En revanche, les agissements des institutions africaines et ceux de leurs partenaires occidentaux reflètent une lecture contrastée des causes actuelles des coups d’Etat et des insurrections en Afrique. D’où leur marque de fabrique qui consiste à administrer une thérapie identique à tous, et en dépit des aspects contradictoires que revêt le mal de chacun des pays actuellement ciblé par des sanctions inopportunes, inappropriées et inefficaces de nos institutions. Ce qui fait dire aux connaisseurs de la sphère politique africaine, que la CEDEAO et l’UA ainsi que leurs partenaires occidentaux agissent aux antipodes de la vision et des objectifs que la jeunesse africaine entend conférer à la gestion de leurs pays respectifs. Au fait, ces partenaires imposent leur diktat aux peuples africains au nom des principes démocratiques sans autant porter un regard critique sur la question de probité morale des acteurs politiques qui sont appelés à présider aux destinées des populations africaines.

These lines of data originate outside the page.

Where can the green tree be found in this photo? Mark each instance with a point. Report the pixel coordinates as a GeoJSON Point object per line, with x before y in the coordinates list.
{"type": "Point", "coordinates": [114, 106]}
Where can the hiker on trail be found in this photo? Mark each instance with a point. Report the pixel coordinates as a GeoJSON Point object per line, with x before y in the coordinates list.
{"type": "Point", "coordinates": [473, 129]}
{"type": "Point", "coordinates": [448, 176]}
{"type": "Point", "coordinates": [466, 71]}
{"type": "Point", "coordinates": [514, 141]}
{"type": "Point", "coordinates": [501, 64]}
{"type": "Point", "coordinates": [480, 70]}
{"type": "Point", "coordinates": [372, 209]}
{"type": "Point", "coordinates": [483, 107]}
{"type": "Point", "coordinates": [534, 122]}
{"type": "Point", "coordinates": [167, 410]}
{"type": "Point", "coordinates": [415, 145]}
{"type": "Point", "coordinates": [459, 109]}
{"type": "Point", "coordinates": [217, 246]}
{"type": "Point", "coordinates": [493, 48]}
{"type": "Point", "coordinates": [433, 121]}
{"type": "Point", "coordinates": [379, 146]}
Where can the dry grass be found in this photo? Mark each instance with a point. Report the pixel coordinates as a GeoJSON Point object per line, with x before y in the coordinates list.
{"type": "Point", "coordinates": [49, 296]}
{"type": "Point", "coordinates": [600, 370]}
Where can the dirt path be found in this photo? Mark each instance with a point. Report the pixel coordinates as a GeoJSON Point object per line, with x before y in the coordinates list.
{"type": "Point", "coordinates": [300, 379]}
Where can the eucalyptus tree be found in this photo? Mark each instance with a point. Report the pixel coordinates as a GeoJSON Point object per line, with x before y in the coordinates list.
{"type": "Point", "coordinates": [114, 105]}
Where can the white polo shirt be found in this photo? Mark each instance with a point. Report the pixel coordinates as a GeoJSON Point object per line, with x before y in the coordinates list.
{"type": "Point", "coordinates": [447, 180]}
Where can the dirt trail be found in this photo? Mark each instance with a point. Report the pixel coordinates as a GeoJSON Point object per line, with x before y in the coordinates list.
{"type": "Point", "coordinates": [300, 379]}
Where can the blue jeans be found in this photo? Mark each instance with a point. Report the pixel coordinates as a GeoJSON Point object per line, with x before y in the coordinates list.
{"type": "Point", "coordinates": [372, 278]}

En Afrique de l’Ouest, il y a trois pays qui ont connu des coups d’Etat successifs avec différents motifs plausibles. Curieusement, les responsables de ces institutions sous – régionales et régionales semblent manquer de discernement aux fins de questionner la légitimité des régimes qui ont été déposés par des jeunes officiers applaudis et soutenus par leurs camarades civils d’âge.

Le moins qu’un partenaire sérieux pourrait en effet, avoir comme réflexe à l’égard de la situation actuelle des pays africains, c’est de chercher de savoir, pour quoi à chaque avènement de coup d’Etat, c’est une liesse populaire et majoritairement de la couche juvénile ?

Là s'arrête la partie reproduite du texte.